- Born: 1967 or 1968 (age 58–59) Silver Spring, Maryland, US
- Genres: Post-hardcore; jazz; spoken word; sound collage;
- Occupations: Vocalist; sound artist; visual artist; record producer; educator; DJ;
- Years active: 1988–present
- Label: International Anthem
- Member of: Exploding Star Orchestra; Black Monument Ensemble;
- Formerly of: Trenchmouth; The Eternals;

= Damon Locks =

American artist and musician

Damon Locks is an American musician, visual artist, and educator, best known for being the lead vocalist of the post-hardcore band Trenchmouth, a member of Rob Mazurek's Exploding Star Orchestra, and founder/director/composer for Black Monument Ensemble.

== Early life ==
Born and raised in Silver Spring, Maryland, Locks enrolled at the School of Visual Arts (SVA) in New York at eighteen, and moved to Chicago to attend the School of the Art Institute of Chicago (SAIC) two years later.

== Career ==
In 1988, Locks and his SVA classmate Fred Armisen and friend Wayne Montana formed Trenchmouth, a Chicago-based punk band, in which he was the lead vocalist and percussionist, Montana was the bassist, and Armisen was the drummer. The band released five albums during its active years: Construction of New Action (1991), Inside the Future (1993), Trenchmouth Vs. the Light of the Sun (1994), The Broadcasting System (1996), and best-of album Volumes, Amplifiers, Equalizers (1994). It disbanded in 1997. Locks and Montana founded another band, the Eternals, immediately afterwards, releasing five albums (with another on the way): The Eternals (2000), Rawar Style (2004), Heavy International (2007), and Approaching the Energy Field (2011), and Espiritu Zombi (2016).

In 2008, Locks joined Exploding Star Orchestra, a musical ensemble founded by Rob Mazurek, and worked on his first album with the ensemble, Bill Dixon with Exploding Star Orchestra, a collaboration with composer Bill Dixon. It was Dixon's final collaborative album before his death in 2010. Since then, he has been on further Exploding Star Orchestra albums: Dimensional Stardust (2020), Lightning Dreamers (2023), Galactic Parables, vol. 1 (2015), 63 Moons of Jupiter (2014), and Live at Adler Planetarium (2024).
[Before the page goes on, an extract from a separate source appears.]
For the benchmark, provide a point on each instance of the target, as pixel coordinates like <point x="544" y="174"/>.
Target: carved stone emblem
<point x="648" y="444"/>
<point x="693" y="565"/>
Locks founded the jazz group Black Monument Ensemble in 2015, and recorded the group's debut album in 2018, a live album recorded at Garfield Park Conservatory in Chicago. Consisting of fifteen members, Black Monument Ensemble performed the album, titled Where Future Unfolds. The album was officially released in 2019 through International Anthem.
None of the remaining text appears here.